Supe por una entrevista de Santiago Moure y Martín de Francisco que Humberto de la Calle, en sus días de juventud, fue un poeta nadaista. El nadaísmo fue una corriente de pensamiento colombiana nacida en los sísmicos años 60, que apostó por una estética -y una ética- que sobrevolaba el descontento con la vida y se posaba sobre un ferviente interés por encontrar al hombre en sí mismo más allá de los otros (ese infierno). Conocidos personajes como Gonzalo Arango, Eduardo Escobar y Jota Mario Arbeláez, entre otros, retrataron en sus escritos y poemas la llegada inevitable e irreversible de la melancolía. Nadie se salva. Ni ahora ni nunca.
La melancolía siempre ha estado con nosotros. Incluso para los antiguos griegos era una de los temperamentos característicos de la conducta humana, estrechamente ligado al pesimismo. Sin duda fueron estos primeros asomos de una temprana sicología (que tardaría en sistematizarse varios cientos de años más) los que dieron cuenta de la importancia de la melancolía como condición natural y espontánea en la existencia del hombre y que entre otras cosas ha sido –con justicia- asociada con el sentir, proceder y vivir de los artistas.
Con frecuencia se confunde la melancolía con la tristeza o la amargura; emociones, para la mayoría, hirientes y paralizantes. Sin embargo la melancolía habita entre todos nosotros -y a pesar de nosotros- como fuente inagotable de creación y como único antídoto –y defensa- a nuestro inexorable destino: ser esto y solo esto. Nada más. Somos gota de lluvia, aliento de fiera, susurro de noche. Finitos, inacabados, peregrinos. Sin vagas o efervescentes promesas, ni fórmulas instantáneas de felicidad, en la melancolía yace una precisa y persistente sustancia vital: la nostalgia. Un camino recorrido, un paso dado, una estela atrás: el pasado como brújula, el porvenir como excusa.
El melancólico no es un hombre avasallado
por granjearse obscenas riquezas
o lucir un resonante poder
El hombre melancólico es principalmente un hombre afortunado. No obstante su fortuna no radica en los –siempre engañosos- placeres ofrecidos por el mundo. El melancólico no es un hombre avasallado por granjearse obscenas riquezas o lucir un resonante poder. Tampoco es un hombre empeñado y enceguecido por rumbos definitivos o resultados evidentes. La virtud del melancólico radica en su capacidad de comprensión del mundo. Ha sabido aceptar las flaquezas y caprichos de la vida y de paso ha quedado al tanto de lo que significa –o más bien implica- existir: su día a día. Su condena.

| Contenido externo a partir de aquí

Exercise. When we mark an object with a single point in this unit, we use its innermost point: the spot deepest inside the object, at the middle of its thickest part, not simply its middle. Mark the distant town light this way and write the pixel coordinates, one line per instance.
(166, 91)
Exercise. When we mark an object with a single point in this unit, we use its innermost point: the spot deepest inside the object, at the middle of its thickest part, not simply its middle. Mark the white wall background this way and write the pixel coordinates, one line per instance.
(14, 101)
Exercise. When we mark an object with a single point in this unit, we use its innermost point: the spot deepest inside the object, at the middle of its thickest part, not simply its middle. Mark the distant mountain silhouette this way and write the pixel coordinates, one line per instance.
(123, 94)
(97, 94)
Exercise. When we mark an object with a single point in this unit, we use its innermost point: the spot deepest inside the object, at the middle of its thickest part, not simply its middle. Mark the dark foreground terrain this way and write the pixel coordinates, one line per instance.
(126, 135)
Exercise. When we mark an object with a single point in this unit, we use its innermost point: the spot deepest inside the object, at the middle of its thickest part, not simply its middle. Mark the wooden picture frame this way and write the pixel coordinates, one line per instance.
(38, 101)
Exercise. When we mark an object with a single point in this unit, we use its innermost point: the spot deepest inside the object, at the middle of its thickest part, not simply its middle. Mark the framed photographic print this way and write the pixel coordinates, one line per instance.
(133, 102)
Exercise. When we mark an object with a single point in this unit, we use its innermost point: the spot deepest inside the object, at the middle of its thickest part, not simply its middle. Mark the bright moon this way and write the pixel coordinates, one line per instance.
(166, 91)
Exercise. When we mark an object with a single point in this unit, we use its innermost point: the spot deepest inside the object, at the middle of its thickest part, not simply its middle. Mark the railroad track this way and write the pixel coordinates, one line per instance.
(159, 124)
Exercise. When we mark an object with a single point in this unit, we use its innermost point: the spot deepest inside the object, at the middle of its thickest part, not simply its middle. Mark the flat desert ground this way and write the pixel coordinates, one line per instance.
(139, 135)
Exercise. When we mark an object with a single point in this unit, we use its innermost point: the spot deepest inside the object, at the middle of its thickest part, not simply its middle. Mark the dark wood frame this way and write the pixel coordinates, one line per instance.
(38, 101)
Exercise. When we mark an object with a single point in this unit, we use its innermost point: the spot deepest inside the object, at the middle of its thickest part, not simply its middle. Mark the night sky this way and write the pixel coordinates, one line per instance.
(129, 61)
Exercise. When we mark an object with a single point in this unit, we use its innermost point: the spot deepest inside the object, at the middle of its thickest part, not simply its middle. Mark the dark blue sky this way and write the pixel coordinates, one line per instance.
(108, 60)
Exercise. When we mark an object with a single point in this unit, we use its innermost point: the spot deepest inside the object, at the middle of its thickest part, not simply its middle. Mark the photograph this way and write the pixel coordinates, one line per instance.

Escribo estas palabras lejos de Colombia, abrazado por un frío seco y pesado que viene del mar. A pesar de la distancia me han llegado las noticias de los peores días del acuerdo de paz: corrupción viciosa, muertes de periodistas extranjeros y faltas imperdonables a los compromisos adquiridos. Es evidente que con más golpes así, no tardará mucho en convertirse en cenizas. Otra esperanza desamparada. Otra más.
Con cierto desasosiego pienso en Humberto de la Calle, imagino los últimos pensamientos que despiden sus noches. Seguramente recuerda sus días de juventud, sumido en la melancolía del incierto porvenir y repite antes de dormirse versos que merodean la suprema idea de jamás haber pretendido ser invencible. Hoy es más poeta que político.
Personalmente me siento en deuda con De la Calle por su trabajo esmerado y cuidadoso persiguiendo la idea esquiva y controversial de contribuir a la paz colombiana. Un acto de profunda poesía. Por eso mi voto será para él. Aunque no resulte electo no será un voto perdido. No pierde aquel que sabe que no hay asunto valioso en la vida que se trate de ganar y si se tratara, quien sabe agradecer, no es vencido jamás.